Moody’s Analytics said total global debt increased by US$24 trillion (RM99 trillion) last year, its largest on record, bringing global leverage up by 34 percentage points to 366% of gross domestic product (GDP).
The hike in debt was especially evident in emerging markets as well as in Southern Europe where third and fourth waves of COVID-19 cases surged, domestic demand was lacklustre and jobs as well as incomes were significantly affected, reported Bernama.
While governments led the borrowing spree, Moody’s Analytics noted that debt by household, corporate and financial sector also increased, posing risks to the global recovery.
“Despite improved growth prospects in the US and China, elevated debt burdens across the globe heighten the risks to growth and financial stability,” it said in a note as quoted by Bernama.
Moody’s Analytics revealed that global government debt grew by a record US$12.2 trillion (RM50.3 trillion) in 2020, accounting for over 50% of the hike in total global debt.
“As a share of global GDP, government debt broke into triple digits, reaching a record 105% of global economic output,” it said.
“The pandemic-induced increase in leverage spans advanced and emerging markets alike and comes on the heels of rising government debt in most global regions in the five years prior to the pandemic.”
The Moody’s Analytics’ measure of fiscal space based on forecasts of government’s primary balance, borrowing rate and nominal output growth indicated a broad deterioration across most countries as the pandemic resulted to increased debt levels.
“The sweeping rise in government debt amplifies these risks and is cause for concern in most countries across the globe,” said Moody’s Analytics.
However, several economies with high debt loads merit special attention, with the US and China topping the list.
It revealed that debt-saddled Japan posted a smaller hike in debt burden compared to most other countries within the Asia-Pacific region.
In 2020, global corporate debt climbed by US$5.5 trillion (RM22.7 trillion) to US$80.6 trillion (RM332.5 trillion), bringing the ratio to GDP to exceed 100% for the first time, said Moody’s Analytics.
“Though firms in Europe and Asia made some headway in reducing debt burdens in the five years prior to the pandemic, debt burdens rose in 2020 across global regions, the consequence of increased borrowing in North America, Europe and Asia, and sharp decline in output in Latin America, the Middle East, and Africa,” it said.

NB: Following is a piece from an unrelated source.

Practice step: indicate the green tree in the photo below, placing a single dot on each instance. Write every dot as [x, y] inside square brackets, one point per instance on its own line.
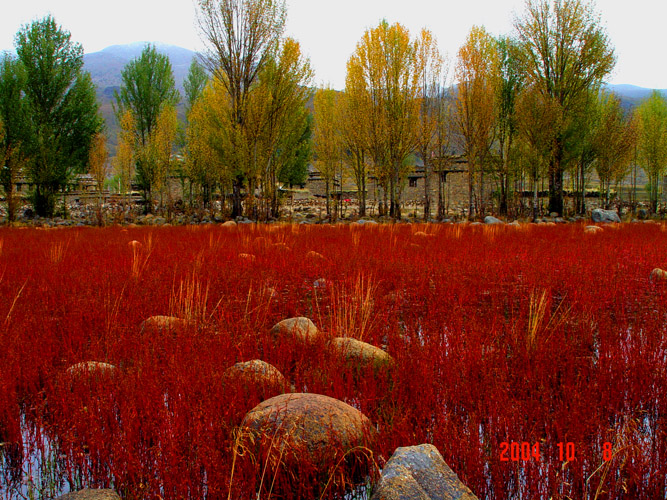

Global household debt also increased by US$2.5 trillion (RM10.3 trillion) in 2020, the biggest increase since the US and parts of Europe witnessed a housing boom in mid-2000s.
This brought total global household debt to US$51 trillion (RM210 trillion) and the ratio to GDP at a new high of 64%, with red-hot property markets being the driving force in most regions.
“In the Asia-Pacific region, China, Hong Kong, South Korea and Australia stand out despite some cooling in property prices in the run-up to the pandemic, as well as Vietnam, where household debt experienced a longer rise in conjunction with rapid growth in jobs and incomes,” said Moody’s Analytics.
In Malaysia, household debt stood at US$243.5 billion (RM1.004 trillion), accounting for 75.3% of the global GDP.
“Global financial sector debt rose by US$3.9 trillion (RM16.8 trillion) in 2021, the second largest increase of the past 10 years, pushing financial debt up to 86% of global GDP,” added Moody’s Analytics.